Cytokines such as interleukin-2 (IL-2) and interferon-gamma (IFN-gamma) produced by TH1 lymphocytes activate NK cells.
NK cells also play a role in adaptive immune responses. As will be seen in Unit 5, NK cells are also capable of antibody-dependent cellular cytotoxicity or ADCC where they kill cells to which antibody molecules have bound.
b. Invariant Natural Killer T-Lymphocytes (iNKT Cells) (def)
iNKT cells are a subset of lymphocytes that bridge the gap between innate and adaptive immunity. They have T-cell receptors (TCRs) (def) on their surface for glycolipid antigen recognition. They also have natural killer (NK) cell (def) receptors.
Through the cytokines (def) they produce once activated, iNKT cells are essential in both innate and adaptive immune protection against pathogens and tumors. They also play a regulatory role in the development of autoimmune diseases, asthma, and transplantation tolerance. It has been shown that iNKT cell deficiency or disfunction can lead to the development of autoimmune diseases, human asthma, and cancers.
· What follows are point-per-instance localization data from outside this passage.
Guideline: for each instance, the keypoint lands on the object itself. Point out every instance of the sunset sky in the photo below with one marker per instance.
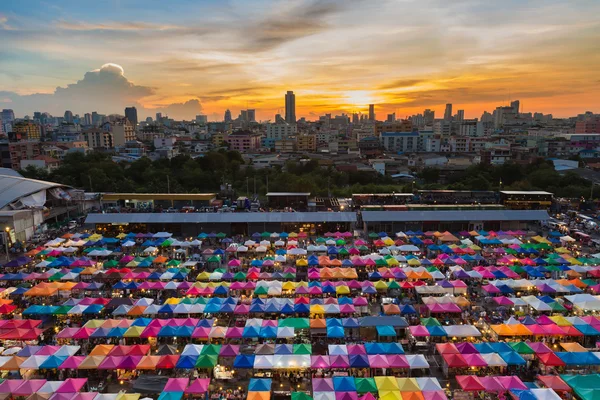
(185, 57)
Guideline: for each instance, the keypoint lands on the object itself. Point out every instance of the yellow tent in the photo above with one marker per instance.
(386, 383)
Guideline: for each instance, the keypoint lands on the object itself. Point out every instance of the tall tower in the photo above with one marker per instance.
(131, 115)
(448, 112)
(290, 107)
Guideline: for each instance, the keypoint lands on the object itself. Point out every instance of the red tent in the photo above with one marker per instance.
(470, 383)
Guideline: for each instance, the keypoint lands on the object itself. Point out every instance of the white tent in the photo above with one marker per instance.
(416, 361)
(192, 350)
(338, 350)
(263, 362)
(428, 384)
(494, 360)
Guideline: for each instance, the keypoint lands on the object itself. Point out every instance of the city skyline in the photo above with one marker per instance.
(335, 56)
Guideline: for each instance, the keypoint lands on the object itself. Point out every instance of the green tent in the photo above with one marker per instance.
(206, 361)
(239, 276)
(111, 264)
(302, 349)
(210, 350)
(365, 385)
(430, 321)
(296, 323)
(521, 347)
(261, 290)
(301, 396)
(62, 310)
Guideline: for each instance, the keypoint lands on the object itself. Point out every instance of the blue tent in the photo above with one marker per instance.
(386, 330)
(244, 361)
(260, 385)
(374, 348)
(512, 358)
(251, 331)
(187, 362)
(344, 384)
(358, 361)
(335, 331)
(53, 362)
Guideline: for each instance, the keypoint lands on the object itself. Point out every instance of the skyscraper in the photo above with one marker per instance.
(131, 115)
(8, 116)
(448, 112)
(251, 115)
(516, 106)
(290, 107)
(68, 117)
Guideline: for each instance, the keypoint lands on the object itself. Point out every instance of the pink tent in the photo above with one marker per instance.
(229, 350)
(176, 385)
(492, 384)
(10, 385)
(198, 386)
(322, 385)
(419, 330)
(28, 387)
(72, 362)
(72, 385)
(397, 361)
(356, 349)
(435, 395)
(511, 382)
(378, 361)
(319, 362)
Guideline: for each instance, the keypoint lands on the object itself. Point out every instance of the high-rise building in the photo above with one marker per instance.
(428, 116)
(448, 112)
(251, 115)
(516, 106)
(8, 116)
(290, 107)
(460, 115)
(68, 117)
(131, 115)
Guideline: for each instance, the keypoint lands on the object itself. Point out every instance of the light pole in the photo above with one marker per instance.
(5, 237)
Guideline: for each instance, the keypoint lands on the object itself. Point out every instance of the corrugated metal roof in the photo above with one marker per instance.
(468, 215)
(14, 187)
(221, 218)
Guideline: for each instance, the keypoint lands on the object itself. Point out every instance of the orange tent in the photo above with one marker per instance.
(101, 349)
(160, 260)
(13, 364)
(412, 396)
(318, 323)
(136, 310)
(91, 362)
(148, 362)
(258, 396)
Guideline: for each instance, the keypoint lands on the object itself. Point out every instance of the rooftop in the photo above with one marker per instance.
(220, 218)
(454, 216)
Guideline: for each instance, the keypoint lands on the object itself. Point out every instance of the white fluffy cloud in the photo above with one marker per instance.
(105, 90)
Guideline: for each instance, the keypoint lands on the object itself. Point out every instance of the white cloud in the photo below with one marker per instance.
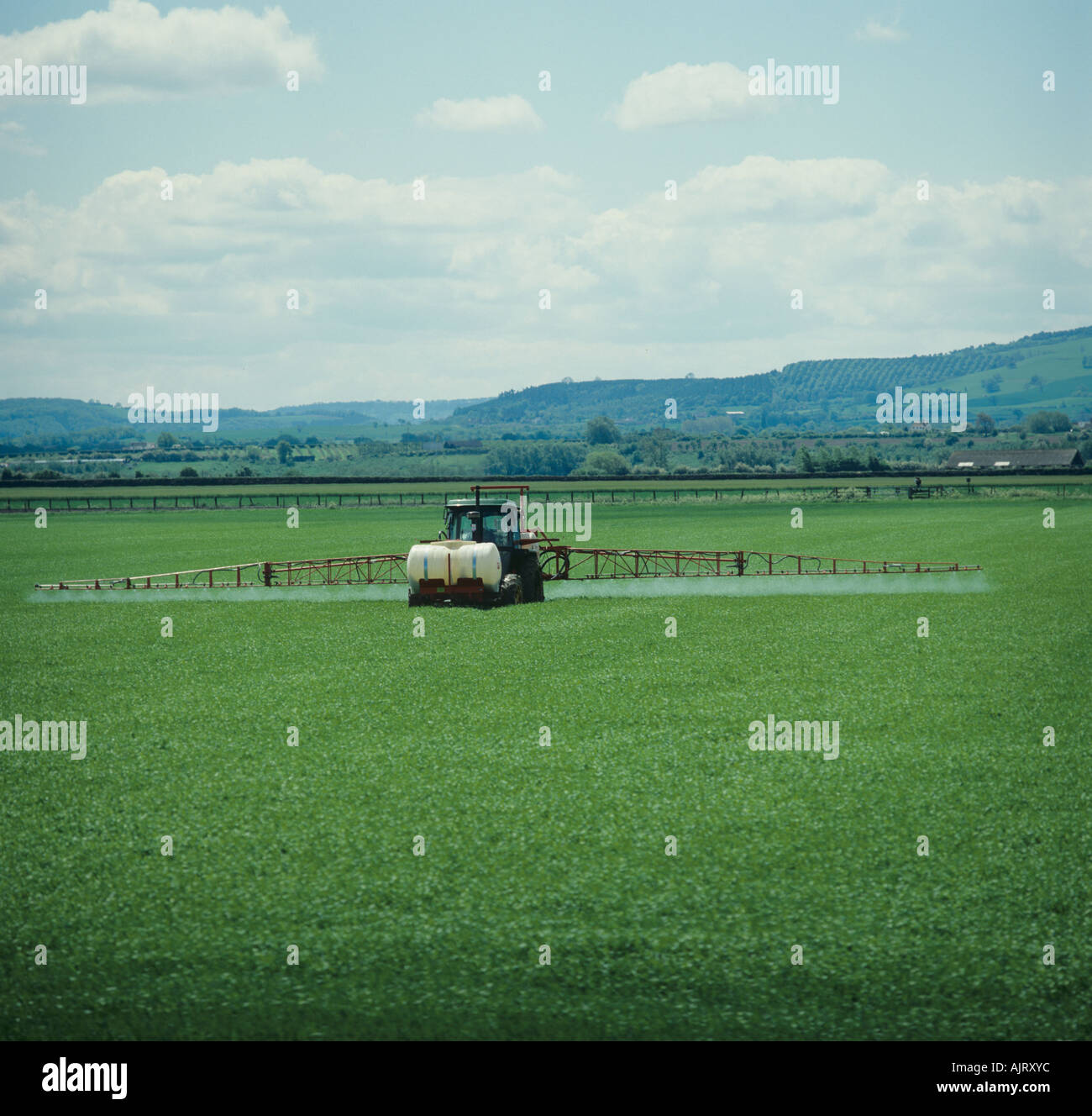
(134, 53)
(682, 92)
(489, 114)
(13, 140)
(874, 31)
(439, 297)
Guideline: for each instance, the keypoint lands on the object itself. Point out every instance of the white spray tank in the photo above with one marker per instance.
(451, 559)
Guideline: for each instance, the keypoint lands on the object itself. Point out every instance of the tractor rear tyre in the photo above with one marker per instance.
(511, 591)
(533, 582)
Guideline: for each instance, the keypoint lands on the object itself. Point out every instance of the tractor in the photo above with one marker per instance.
(484, 555)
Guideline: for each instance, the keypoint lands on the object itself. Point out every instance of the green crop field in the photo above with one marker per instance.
(527, 845)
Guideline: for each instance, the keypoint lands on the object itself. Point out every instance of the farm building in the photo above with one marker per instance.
(1016, 459)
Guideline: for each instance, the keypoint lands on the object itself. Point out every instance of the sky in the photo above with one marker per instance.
(469, 199)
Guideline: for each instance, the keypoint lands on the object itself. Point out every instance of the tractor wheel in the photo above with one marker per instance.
(533, 582)
(512, 591)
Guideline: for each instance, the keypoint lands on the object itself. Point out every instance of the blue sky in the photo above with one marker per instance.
(529, 191)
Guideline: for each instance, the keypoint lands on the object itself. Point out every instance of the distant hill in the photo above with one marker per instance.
(1044, 371)
(45, 421)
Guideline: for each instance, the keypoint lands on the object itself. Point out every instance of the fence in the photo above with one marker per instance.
(592, 496)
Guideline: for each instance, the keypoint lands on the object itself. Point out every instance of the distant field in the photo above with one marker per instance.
(562, 845)
(562, 487)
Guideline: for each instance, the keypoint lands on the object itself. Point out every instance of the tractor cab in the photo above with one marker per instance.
(496, 523)
(484, 554)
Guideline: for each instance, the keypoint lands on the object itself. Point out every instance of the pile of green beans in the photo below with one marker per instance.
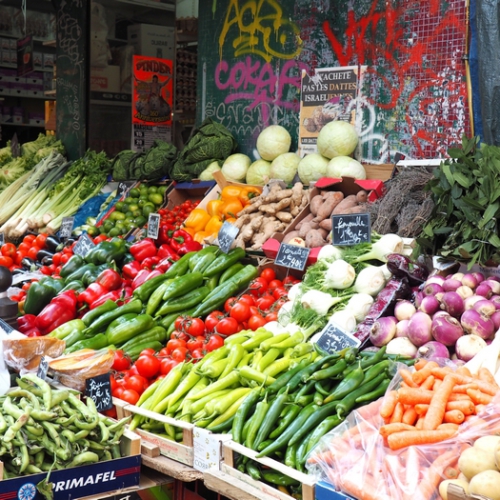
(42, 429)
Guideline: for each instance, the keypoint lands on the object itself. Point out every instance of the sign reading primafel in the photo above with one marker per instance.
(152, 98)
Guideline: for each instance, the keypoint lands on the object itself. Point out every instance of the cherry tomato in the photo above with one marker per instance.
(240, 312)
(148, 366)
(214, 342)
(227, 326)
(120, 361)
(268, 274)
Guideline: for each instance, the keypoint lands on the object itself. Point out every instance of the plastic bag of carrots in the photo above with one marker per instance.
(403, 445)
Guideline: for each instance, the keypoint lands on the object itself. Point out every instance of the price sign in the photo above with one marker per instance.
(99, 389)
(153, 226)
(43, 368)
(226, 236)
(351, 229)
(66, 227)
(292, 256)
(334, 339)
(84, 245)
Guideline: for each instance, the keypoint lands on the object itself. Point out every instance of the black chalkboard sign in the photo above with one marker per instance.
(333, 339)
(292, 256)
(84, 245)
(153, 226)
(99, 389)
(43, 368)
(351, 229)
(226, 236)
(66, 227)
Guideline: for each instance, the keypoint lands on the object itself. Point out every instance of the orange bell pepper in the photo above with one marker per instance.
(197, 219)
(214, 207)
(213, 225)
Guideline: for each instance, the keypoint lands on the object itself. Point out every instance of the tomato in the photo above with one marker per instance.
(9, 250)
(240, 312)
(212, 320)
(227, 326)
(247, 299)
(166, 365)
(256, 321)
(230, 303)
(120, 361)
(179, 354)
(268, 274)
(148, 366)
(130, 396)
(214, 342)
(258, 287)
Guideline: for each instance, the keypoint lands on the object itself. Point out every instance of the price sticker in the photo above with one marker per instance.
(153, 226)
(226, 236)
(43, 368)
(66, 227)
(99, 389)
(292, 256)
(334, 339)
(351, 229)
(84, 245)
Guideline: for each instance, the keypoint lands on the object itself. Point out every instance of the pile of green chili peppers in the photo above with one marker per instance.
(42, 429)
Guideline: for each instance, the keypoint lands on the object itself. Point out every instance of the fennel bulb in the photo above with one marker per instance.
(340, 275)
(370, 280)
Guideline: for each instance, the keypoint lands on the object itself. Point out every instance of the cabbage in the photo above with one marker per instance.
(259, 173)
(345, 166)
(208, 173)
(235, 167)
(273, 141)
(312, 167)
(284, 167)
(337, 138)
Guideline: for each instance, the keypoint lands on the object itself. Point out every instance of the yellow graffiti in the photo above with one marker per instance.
(261, 34)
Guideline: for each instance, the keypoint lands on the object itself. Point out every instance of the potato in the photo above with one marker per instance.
(443, 487)
(472, 461)
(486, 483)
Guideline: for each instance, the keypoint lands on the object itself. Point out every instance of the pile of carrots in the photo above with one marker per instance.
(432, 402)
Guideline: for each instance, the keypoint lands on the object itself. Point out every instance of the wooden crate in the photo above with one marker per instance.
(180, 452)
(230, 449)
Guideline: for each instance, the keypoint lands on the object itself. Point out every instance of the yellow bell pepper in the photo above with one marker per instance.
(197, 219)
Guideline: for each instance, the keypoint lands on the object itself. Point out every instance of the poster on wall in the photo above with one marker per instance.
(326, 95)
(152, 98)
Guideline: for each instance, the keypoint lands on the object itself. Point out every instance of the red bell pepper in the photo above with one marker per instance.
(143, 249)
(131, 269)
(109, 279)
Pathogens may not directly activate iNKT cells. The TCR of iNKT cells recognize exogenous glycolipid antigens (def), as well as endogenous self glycolipid antigens (def) presented by MHC-I-like CD1d molecules on antigen presenting dendritic cells (def). iNKT cells can also be activated by the cytokine interleukin-12 (IL-12) produced by dendritic cells that have themselves become activated by pathogen-associated molecular patterns (PAMPs) (def) of microbes binding to the pattern-recognition receptors (PRRs) (def) of the dendritic cell.
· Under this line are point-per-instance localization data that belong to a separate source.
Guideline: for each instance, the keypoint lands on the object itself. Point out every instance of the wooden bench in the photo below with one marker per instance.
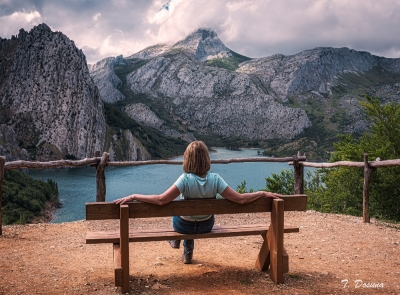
(272, 254)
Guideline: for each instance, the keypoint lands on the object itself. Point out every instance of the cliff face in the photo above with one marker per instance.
(210, 90)
(205, 99)
(50, 106)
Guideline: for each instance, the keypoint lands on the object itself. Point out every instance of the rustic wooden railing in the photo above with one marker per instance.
(101, 162)
(298, 162)
(368, 166)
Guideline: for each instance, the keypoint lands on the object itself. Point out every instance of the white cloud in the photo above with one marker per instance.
(96, 16)
(11, 24)
(252, 28)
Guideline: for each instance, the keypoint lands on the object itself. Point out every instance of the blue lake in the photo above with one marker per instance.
(78, 185)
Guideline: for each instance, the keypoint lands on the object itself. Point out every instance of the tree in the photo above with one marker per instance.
(339, 190)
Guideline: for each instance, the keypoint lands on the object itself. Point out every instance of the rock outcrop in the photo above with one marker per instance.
(213, 91)
(51, 108)
(106, 80)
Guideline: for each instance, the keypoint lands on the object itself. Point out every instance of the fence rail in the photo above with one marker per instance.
(298, 162)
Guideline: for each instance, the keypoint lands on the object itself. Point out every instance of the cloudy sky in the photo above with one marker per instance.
(255, 28)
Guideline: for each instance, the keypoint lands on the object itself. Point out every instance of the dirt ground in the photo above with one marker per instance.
(332, 254)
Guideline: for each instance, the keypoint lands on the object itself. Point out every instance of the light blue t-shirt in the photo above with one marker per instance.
(192, 186)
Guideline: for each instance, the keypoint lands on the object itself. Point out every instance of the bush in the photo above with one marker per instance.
(25, 198)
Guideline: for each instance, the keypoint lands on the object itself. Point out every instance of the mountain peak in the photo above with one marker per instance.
(203, 44)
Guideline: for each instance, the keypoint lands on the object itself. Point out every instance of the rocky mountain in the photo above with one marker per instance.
(50, 107)
(200, 86)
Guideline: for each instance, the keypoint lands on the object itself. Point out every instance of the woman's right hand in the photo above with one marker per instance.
(272, 195)
(124, 200)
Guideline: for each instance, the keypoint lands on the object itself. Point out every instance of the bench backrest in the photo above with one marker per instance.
(109, 210)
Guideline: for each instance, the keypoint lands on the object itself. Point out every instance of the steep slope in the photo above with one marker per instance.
(50, 106)
(202, 99)
(283, 103)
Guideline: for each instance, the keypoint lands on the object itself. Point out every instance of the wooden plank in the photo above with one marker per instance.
(124, 244)
(263, 258)
(275, 240)
(117, 265)
(109, 210)
(165, 234)
(2, 164)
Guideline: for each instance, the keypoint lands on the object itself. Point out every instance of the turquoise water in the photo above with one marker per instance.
(78, 185)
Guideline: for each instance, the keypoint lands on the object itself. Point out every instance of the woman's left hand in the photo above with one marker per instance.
(124, 200)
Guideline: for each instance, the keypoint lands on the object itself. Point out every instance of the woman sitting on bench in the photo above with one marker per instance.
(196, 183)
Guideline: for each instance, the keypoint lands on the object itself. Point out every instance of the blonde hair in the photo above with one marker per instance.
(196, 158)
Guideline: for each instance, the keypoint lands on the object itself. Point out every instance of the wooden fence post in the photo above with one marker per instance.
(367, 181)
(298, 175)
(101, 178)
(2, 165)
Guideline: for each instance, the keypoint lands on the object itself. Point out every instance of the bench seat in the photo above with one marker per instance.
(163, 234)
(272, 255)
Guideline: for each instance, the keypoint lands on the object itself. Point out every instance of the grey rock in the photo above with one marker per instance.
(52, 102)
(104, 77)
Once activated, the iNKT cells rapidly produce large quantities of cytokines, including interferon-gamma (IFN-γ), interleukin-4 (IL-4), interleukin-2 (IL-2), interleukin-10 (IL-10), tumor necrosis factor-alpha (TNF-α), interleukin-13 (IL-13), and chemokines. Through the rapid productions of such cytokines, iNKT cells are able to promote and suppress different innate and adaptive immune responses. For example, large amounts of IFN-γ are produced by activated iNKT cells. IFN-γ activates NK cells and macrophages (def) as a part of innate immunity.
It has been proposed that if the iNKT cell is repeatedly stimulated by the body's own glycolipids in the absense of microbes that this might stimulate the iNKTcell /dendritic cell interaction to produce tolerizing signals that inhibit the TH1 cell response and possibly stimulate the production of regulatory T-lymphocytes (Treg cells). In this way it might suppress autoimmune responses and prevent tissue damage.
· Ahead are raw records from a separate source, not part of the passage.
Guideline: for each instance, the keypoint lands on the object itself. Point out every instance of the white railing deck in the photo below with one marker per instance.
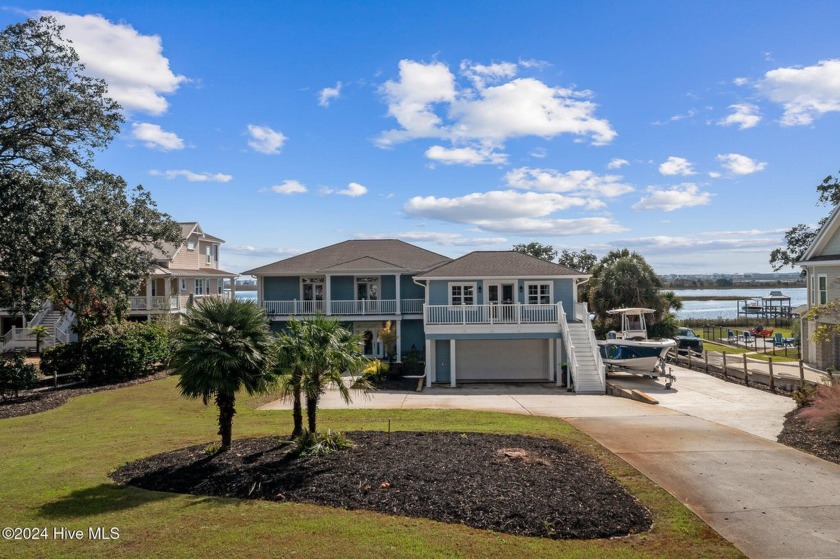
(348, 307)
(493, 314)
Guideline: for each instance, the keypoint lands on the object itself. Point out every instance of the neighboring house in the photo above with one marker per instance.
(363, 283)
(821, 263)
(183, 274)
(485, 317)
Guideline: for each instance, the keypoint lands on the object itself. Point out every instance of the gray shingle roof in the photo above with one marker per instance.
(509, 263)
(363, 255)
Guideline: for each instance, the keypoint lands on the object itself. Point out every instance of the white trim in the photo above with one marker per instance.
(450, 285)
(452, 362)
(526, 297)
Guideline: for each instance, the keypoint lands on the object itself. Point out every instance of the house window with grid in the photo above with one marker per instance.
(538, 293)
(822, 287)
(462, 294)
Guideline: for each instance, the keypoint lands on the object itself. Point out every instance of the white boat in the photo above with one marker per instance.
(630, 349)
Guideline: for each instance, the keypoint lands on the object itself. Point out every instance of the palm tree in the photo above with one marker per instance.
(332, 349)
(223, 347)
(291, 358)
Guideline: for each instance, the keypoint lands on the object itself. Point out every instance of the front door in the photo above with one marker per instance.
(501, 294)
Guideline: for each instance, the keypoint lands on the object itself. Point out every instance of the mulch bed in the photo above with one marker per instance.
(506, 483)
(36, 402)
(797, 434)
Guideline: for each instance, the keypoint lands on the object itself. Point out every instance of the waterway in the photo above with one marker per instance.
(729, 309)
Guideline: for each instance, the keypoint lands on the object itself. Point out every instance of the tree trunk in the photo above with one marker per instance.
(297, 415)
(226, 404)
(311, 412)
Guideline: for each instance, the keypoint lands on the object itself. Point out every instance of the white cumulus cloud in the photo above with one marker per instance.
(745, 115)
(738, 164)
(676, 166)
(132, 64)
(288, 186)
(191, 176)
(265, 140)
(805, 93)
(465, 156)
(428, 102)
(328, 94)
(579, 182)
(681, 196)
(155, 137)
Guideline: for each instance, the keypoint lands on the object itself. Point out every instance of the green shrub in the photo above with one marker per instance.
(16, 375)
(319, 444)
(124, 351)
(64, 359)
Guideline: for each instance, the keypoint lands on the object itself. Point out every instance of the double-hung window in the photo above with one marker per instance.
(538, 293)
(462, 294)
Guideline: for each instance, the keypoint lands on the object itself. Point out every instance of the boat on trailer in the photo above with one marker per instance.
(630, 350)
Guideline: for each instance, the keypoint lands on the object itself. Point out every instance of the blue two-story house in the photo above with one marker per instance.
(499, 316)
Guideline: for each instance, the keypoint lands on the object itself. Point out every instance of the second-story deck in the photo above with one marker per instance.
(363, 307)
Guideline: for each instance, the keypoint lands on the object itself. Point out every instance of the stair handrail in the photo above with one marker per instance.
(582, 314)
(567, 343)
(46, 307)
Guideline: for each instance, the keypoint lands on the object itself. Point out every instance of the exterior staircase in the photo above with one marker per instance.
(589, 377)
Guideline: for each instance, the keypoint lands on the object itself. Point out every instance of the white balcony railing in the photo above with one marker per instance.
(154, 303)
(491, 314)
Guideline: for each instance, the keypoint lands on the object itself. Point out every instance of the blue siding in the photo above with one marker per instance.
(410, 290)
(412, 335)
(388, 287)
(443, 361)
(343, 288)
(281, 288)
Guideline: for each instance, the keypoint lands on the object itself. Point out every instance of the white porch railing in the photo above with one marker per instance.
(170, 303)
(411, 306)
(571, 356)
(493, 314)
(582, 314)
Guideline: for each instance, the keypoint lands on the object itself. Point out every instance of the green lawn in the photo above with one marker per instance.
(54, 468)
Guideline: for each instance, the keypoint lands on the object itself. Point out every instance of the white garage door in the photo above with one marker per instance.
(494, 360)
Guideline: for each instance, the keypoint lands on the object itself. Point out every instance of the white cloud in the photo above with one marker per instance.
(191, 176)
(288, 186)
(744, 115)
(153, 136)
(519, 107)
(466, 156)
(328, 94)
(580, 182)
(740, 164)
(439, 238)
(133, 65)
(265, 140)
(804, 93)
(676, 166)
(481, 74)
(353, 190)
(681, 196)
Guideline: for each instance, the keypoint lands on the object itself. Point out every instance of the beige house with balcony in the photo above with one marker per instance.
(182, 275)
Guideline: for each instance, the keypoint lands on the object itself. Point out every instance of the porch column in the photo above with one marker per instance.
(399, 302)
(398, 348)
(328, 293)
(552, 367)
(452, 366)
(430, 362)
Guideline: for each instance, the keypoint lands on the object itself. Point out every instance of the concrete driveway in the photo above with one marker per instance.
(709, 443)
There is also growing evidence that early childhood exposure to microbes is associated with protection against allergic diseases, asthma, and inflammatory diseases such as ulcerative colitis. It has been found that germ-free mice have large accumulations of mucosal iNKT cells in the lungs and intestines and increased morbidity from allergic asthma and inflammatory bowel disease. However, colonization of neonatal germ-free mice with normal microbiota resulted in mucosal iNKT cell tolerance to these diseases. It has been proposed that microbes the human body has been traditionally exposed to from early childhood throughout most of human history might play a role in developing normal iNKT cell numbers and iNKT cell responses.
iNKT cells will be discussed in further detail in Unit 5.